# AIM Invite or Request Timed Out



## thoron (Sep 3, 2010)

This problem started last night. For some reason I cant use group chat. I can use normal, but not group. My two friends can use group chat but I'm getting nothing, and when I'm the one who make the invitations I get a invite or request timed out message. Could someone help, or is there something wrong with server and I'll just have to wait?


----------



## Cam (Sep 3, 2010)

Try reinstalling it

If that doesnt work do a system restore to a couple days prior to the date you had these problems


----------



## Fenrari (Sep 3, 2010)

If ^ doesn't fix your problem, try installing a multi-client chat like Pidgin or my personal favorite Trillian.


----------



## thoron (Sep 3, 2010)

cmrnmrphy said:


> Try reinstalling it
> 
> If that does work do a system restore to a couple days prior to the date you had these problems



I've already done a systme restorer.


----------



## Runefox (Sep 3, 2010)

System restore won't reinstall AIM for you - You'll need to redownload it. Preferably, completely uninstall AIM first.


----------



## thoron (Sep 3, 2010)

Runefox said:


> System restore won't reinstall AIM for you - You'll need to redownload it. Preferably, completely uninstall AIM first.



How do I completely uninstall AIM then?


----------



## thoron (Sep 3, 2010)

Fenrari said:


> If ^ doesn't fix your problem, try installing a multi-client chat like Pidgin or my personal favorite Trillian.
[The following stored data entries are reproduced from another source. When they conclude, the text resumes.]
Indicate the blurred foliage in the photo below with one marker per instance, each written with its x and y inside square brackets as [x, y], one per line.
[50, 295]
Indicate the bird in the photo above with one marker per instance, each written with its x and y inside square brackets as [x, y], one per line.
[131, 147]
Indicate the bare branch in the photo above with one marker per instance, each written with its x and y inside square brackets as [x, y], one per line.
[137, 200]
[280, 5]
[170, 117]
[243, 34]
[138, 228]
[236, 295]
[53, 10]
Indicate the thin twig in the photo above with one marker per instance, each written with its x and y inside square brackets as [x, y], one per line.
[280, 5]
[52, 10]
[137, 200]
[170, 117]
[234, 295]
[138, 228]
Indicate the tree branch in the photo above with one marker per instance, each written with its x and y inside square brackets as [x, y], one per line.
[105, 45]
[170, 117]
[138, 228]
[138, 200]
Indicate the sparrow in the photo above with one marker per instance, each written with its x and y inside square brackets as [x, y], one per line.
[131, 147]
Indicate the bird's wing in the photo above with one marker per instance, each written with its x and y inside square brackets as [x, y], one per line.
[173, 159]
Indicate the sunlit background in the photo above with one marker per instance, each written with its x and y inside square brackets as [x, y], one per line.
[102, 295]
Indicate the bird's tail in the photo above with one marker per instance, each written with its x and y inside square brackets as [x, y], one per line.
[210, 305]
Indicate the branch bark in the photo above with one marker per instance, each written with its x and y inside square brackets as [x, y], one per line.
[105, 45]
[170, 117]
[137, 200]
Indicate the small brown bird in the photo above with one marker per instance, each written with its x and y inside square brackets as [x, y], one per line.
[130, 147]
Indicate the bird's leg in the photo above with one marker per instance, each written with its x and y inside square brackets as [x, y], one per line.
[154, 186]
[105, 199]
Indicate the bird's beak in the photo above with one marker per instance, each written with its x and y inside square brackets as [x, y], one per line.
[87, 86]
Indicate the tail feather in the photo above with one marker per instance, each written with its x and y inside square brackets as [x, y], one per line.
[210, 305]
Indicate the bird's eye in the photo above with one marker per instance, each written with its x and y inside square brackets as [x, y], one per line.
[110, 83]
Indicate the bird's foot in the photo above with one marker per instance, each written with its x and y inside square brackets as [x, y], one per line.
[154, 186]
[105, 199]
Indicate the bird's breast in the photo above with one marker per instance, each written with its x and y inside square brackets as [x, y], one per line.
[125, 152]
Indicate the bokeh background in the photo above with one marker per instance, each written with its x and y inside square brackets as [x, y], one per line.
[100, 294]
Does it allow group chat with people who don't have trillian?


----------



## Cam (Sep 3, 2010)

thoron said:


> How do I completely uninstall AIM then?


 
Start > Control Panel > Add or Remove Programs > AIM > Uninstall


----------



## thoron (Sep 4, 2010)

Well, I uninstalled it, reinstalled it, and for good measure make a new account, and that got rid of the problem.
When I opened a group chat and right clicked on the tab the block option was checked and I couldn't uncheck it. Even in preferences it didn't say I was blocking chat invitations. But somehow when I try to make a group chat I'm blocking it, and when someone is trying to invite me, I'm blocking it. But making a whole new account fixed the problem.


----------



## Ames (Sep 4, 2010)

Pfft.

AIM...

You know there's a shitload of other IM clients out there that you can use to access your AIM account that are a million times better, right?


----------



## thoron (Sep 4, 2010)

JamesB said:


> Pfft.
> 
> AIM...
> 
> You know there's a shitload of other IM clients out there that you can use to access your AIM account that are a million times better, right?



I installed trillian as a back up, but I don't really like it. The UI is kind of messy in my opinion. Besides, I fixed the problem I had with AIM.


----------